Population pharmacokinetics and target attainment analyses to identify a rational empirical dosing strategy for cefepime in critically ill patients.

Publication Type
Journal Article
Year of Publication
An, Guohua; Creech, C Buddy; Wu, Nan; Nation, Roger L; Gu, Kenan; Nalbant, Demet; Jimenez-Truque, Natalia; Fissell, William; Patel, Pratish C; Fishbane, Nicholas; Watanabe, Amy; Rolsma, Stephanie; Kirkpatrick, Carl M J; Landersdorfer, Cornelia B; Winokur, Patricia
J Antimicrob Chemother
Date Published
2023 Jun 01
Anti-Bacterial Agents; Cefepime; Chromatography, Liquid; Critical Illness; Humans; Microbial Sensitivity Tests; Monte Carlo Method; Prospective Studies; Tandem Mass Spectrometry

OBJECTIVES: We aimed to identify rational empirical dosing strategies for cefepime treatment in critically ill patients by utilizing population pharmacokinetics and target attainment analysis.

PATIENTS AND METHODS: A prospective and opportunistic pharmacokinetic (PK) study was conducted in 130 critically ill patients in two ICU sites. The plasma concentrations of cefepime were determined using a validated LC-MS/MS method. All cefepime PK data were analysed simultaneously using the non-linear mixed-effects modelling approach. Monte Carlo simulations were performed to evaluate the PTA of cefepime at different MIC values following different dose regimens in subjects with different renal functions.

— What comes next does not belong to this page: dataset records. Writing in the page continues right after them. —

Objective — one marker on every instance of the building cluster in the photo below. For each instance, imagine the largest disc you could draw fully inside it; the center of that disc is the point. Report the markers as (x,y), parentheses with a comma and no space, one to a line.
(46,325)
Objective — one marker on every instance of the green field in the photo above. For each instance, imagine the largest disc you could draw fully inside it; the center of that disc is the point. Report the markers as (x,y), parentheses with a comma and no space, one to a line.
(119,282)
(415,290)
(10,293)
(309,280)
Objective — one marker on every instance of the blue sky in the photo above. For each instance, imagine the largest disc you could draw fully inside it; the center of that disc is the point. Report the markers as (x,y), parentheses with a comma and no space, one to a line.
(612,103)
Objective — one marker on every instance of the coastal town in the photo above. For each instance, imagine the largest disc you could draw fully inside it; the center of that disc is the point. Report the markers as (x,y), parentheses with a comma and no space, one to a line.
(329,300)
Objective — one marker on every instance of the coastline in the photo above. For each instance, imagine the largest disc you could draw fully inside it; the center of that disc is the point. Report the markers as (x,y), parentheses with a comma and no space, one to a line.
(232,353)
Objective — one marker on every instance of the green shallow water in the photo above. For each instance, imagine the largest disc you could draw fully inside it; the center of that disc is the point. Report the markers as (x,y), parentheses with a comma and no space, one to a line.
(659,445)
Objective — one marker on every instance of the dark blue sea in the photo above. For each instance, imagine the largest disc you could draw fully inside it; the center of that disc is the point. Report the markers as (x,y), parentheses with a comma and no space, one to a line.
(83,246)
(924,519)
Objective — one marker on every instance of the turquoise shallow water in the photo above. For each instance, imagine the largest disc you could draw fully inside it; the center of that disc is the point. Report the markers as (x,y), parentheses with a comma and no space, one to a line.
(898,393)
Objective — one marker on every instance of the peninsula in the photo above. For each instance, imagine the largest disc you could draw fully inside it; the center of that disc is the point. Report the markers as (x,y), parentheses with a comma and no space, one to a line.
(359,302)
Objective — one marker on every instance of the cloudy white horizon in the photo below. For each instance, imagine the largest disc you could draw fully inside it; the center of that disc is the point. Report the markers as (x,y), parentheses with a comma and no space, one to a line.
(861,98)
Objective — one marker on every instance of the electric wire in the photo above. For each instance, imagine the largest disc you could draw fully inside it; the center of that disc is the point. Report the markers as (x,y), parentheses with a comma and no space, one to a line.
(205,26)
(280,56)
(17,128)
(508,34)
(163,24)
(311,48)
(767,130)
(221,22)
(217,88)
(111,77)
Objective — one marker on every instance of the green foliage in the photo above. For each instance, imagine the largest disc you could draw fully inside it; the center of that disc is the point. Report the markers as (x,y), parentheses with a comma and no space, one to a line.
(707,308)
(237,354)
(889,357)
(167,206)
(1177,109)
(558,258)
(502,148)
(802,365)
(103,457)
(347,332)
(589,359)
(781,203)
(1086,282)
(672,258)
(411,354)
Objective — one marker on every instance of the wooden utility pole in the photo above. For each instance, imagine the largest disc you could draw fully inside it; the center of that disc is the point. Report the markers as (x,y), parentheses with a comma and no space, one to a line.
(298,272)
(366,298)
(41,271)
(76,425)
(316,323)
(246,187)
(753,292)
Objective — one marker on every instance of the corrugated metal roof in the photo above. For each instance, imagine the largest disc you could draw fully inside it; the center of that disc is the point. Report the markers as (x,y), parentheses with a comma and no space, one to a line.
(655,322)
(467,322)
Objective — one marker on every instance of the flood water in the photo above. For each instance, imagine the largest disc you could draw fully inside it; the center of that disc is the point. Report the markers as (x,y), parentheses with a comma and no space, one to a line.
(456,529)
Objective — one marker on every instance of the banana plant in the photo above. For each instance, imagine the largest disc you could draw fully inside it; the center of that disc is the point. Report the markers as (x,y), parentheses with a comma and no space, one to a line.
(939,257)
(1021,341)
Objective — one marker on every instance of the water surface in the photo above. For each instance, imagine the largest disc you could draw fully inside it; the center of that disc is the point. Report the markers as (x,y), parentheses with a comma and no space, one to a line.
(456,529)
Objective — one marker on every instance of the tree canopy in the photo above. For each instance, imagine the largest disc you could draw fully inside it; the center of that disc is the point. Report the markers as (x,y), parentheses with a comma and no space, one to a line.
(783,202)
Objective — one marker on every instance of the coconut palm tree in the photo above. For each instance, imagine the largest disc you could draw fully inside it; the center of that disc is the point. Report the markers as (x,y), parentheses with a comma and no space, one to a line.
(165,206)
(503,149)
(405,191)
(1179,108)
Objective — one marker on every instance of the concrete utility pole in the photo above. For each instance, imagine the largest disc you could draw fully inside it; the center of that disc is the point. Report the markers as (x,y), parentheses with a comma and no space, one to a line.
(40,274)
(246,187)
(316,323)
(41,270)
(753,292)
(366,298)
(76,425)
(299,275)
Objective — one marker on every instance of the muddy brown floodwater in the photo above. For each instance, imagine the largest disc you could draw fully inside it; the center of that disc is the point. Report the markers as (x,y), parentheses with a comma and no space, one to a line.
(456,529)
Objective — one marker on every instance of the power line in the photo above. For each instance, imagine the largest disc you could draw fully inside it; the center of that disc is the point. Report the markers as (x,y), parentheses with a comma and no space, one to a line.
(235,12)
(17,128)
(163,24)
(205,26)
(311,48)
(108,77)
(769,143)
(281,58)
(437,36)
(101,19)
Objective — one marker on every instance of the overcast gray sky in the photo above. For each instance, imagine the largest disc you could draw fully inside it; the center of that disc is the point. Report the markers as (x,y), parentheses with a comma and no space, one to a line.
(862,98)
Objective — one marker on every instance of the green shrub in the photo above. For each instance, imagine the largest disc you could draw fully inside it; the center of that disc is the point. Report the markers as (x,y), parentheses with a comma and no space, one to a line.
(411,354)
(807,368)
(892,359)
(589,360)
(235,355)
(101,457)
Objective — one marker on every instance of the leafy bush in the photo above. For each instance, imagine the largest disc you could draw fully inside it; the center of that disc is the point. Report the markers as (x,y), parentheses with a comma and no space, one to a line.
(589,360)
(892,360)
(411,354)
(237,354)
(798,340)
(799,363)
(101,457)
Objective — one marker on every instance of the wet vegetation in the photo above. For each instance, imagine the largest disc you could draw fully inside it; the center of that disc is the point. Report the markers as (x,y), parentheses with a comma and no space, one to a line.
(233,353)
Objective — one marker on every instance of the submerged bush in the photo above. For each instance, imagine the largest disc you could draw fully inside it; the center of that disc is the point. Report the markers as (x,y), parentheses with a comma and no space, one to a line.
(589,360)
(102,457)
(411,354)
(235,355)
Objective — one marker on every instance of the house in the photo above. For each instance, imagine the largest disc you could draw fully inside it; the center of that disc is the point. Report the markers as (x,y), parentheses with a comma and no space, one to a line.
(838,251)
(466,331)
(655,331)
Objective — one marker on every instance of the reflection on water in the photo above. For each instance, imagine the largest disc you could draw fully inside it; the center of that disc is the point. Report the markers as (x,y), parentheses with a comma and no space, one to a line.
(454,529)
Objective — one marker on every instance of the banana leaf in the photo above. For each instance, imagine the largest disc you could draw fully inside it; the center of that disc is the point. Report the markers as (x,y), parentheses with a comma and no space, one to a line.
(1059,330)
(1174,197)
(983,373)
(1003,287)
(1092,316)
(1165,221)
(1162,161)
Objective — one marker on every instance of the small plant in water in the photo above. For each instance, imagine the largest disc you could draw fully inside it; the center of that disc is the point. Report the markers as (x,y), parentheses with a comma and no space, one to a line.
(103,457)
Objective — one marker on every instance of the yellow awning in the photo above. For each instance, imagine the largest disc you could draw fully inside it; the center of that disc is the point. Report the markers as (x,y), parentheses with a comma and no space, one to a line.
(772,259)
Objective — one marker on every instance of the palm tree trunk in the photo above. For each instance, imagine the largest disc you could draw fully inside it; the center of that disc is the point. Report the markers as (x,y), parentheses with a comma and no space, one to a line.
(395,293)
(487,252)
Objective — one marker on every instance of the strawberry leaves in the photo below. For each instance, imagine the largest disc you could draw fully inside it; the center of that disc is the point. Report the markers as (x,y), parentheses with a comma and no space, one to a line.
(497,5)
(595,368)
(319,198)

RESULTS: The PK of cefepime in critically ill patients was best characterized by a two-compartment model with zero-order input and first-order elimination. Creatinine clearance and body weight were identified to be significant covariates. Our simulation results showed that prolonged 3 h infusion does not provide significant improvement on target attainment compared with the traditional intermittent 0.5 h infusion. In contrast, for a given daily dose continuous infusion provided much higher breakpoint coverage than either 0.5 h or 3 h intermittent infusions. To balance the target attainment and potential neurotoxicity, cefepime 3 g/day continuous infusion appears to be a better dosing regimen than 6 g/day continuous infusion.

CONCLUSIONS: Continuous infusion may represent a promising strategy for cefepime treatment in critically ill patients. With the availability of institution- and/or unit-specific cefepime susceptibility patterns as well as individual patients' renal function, our PTA results may represent useful references for physicians to make dosing decisions.